Les CoPV sont un outil stratégique pour le KM (voir exemple d’auteurs et de firmes) MAIS des études ont montré la résistance des employés à partager leurs connaissances malgré l’effort concerté de l’entreprise. (Ciborra and Patriota, 1998). La participation est en même temps dépendante de certaines conditions : 1/les caractéristiques technologiques et sociaux du système de KM, 2/le climat et la culture organisationnelle. Les auteurs vont aller plus loin et vont chercher à comprendre la nature de la motivation et des barrières à participer chez Caterpillar dans les « communautés de partage de connaissances » sur un réseau worldwide.
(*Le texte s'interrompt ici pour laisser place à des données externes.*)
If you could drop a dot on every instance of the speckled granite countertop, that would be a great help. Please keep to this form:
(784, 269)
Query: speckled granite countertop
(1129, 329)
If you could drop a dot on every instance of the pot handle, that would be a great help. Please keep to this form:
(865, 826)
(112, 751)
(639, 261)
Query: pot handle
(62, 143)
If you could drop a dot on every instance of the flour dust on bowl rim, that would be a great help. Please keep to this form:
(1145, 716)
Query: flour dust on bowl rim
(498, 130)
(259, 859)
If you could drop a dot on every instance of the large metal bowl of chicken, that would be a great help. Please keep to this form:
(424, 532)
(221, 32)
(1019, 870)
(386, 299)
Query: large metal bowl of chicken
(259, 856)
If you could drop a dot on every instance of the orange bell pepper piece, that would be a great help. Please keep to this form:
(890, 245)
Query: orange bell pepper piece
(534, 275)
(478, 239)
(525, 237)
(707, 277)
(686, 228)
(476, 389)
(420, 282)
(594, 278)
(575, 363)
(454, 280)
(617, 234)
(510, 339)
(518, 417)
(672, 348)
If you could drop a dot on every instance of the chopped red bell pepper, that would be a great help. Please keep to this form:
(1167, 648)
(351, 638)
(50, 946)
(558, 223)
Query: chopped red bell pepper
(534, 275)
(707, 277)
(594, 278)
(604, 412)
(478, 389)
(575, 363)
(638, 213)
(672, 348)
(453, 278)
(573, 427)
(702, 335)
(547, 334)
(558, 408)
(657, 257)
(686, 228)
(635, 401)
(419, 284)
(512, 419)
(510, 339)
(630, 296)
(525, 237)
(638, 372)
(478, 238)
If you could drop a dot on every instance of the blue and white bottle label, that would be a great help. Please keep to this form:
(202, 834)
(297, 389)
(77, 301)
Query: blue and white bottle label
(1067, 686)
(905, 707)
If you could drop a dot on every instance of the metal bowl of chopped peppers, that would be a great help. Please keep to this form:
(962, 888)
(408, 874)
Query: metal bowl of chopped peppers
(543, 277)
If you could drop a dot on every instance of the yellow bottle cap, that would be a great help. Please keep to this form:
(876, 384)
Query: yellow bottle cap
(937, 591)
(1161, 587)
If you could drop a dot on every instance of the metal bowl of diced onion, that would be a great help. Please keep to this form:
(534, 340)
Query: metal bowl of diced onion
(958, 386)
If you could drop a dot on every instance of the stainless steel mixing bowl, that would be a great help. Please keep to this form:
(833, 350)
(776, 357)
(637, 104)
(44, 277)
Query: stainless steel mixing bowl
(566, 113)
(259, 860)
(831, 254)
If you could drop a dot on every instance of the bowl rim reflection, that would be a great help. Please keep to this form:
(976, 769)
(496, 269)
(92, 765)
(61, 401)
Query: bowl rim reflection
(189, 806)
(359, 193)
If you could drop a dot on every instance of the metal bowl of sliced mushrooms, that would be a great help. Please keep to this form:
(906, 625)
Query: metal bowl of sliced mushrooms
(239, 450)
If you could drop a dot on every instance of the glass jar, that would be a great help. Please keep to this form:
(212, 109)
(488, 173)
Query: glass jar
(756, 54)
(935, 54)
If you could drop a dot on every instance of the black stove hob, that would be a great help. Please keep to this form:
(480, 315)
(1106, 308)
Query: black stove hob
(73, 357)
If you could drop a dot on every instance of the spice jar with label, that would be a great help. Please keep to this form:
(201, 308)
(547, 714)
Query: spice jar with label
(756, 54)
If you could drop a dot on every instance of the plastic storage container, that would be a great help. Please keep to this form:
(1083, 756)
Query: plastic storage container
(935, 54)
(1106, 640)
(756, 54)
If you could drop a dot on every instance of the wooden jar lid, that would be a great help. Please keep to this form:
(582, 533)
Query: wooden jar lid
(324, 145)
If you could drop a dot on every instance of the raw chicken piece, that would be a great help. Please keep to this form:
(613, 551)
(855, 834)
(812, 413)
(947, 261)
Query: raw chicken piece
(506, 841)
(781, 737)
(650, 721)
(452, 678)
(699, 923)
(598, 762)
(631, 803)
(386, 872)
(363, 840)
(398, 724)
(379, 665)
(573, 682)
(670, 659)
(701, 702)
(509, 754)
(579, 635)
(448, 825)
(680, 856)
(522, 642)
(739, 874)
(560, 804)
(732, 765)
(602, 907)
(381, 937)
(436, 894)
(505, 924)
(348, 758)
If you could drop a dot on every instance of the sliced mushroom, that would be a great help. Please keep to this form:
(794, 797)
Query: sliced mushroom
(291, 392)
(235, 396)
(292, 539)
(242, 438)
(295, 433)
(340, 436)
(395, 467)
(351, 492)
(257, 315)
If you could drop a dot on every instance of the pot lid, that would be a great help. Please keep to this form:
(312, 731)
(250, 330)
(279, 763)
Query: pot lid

Une précision qui a son importance : d’après les auteurs, les CoPv seraient en général formées à l’initiative des employés à l’aide de l’outil Intranet (Forum, chat, recherche d’experts et de communautés). Mais chaque communauté aurait un « community manager », des « délégués », des « experts » et des « abonnés »… le tout suivi par l’université d’entreprise. Nous ne savons pas si la recherche a été commanditée.

La problématique

Les CoPv sont vues comme des entités informelles « qui existent dans les esprits leurs membres, ils sont soudés ensemble par les liens qu’ils ont les uns avec les autres ainsi que par les problèmes spécifiques qu’ils partagenet dans dans un domaine d’intérêt ». Elles offrent un moyen de capturer les savoirs tacites, mais la littérature raconte que…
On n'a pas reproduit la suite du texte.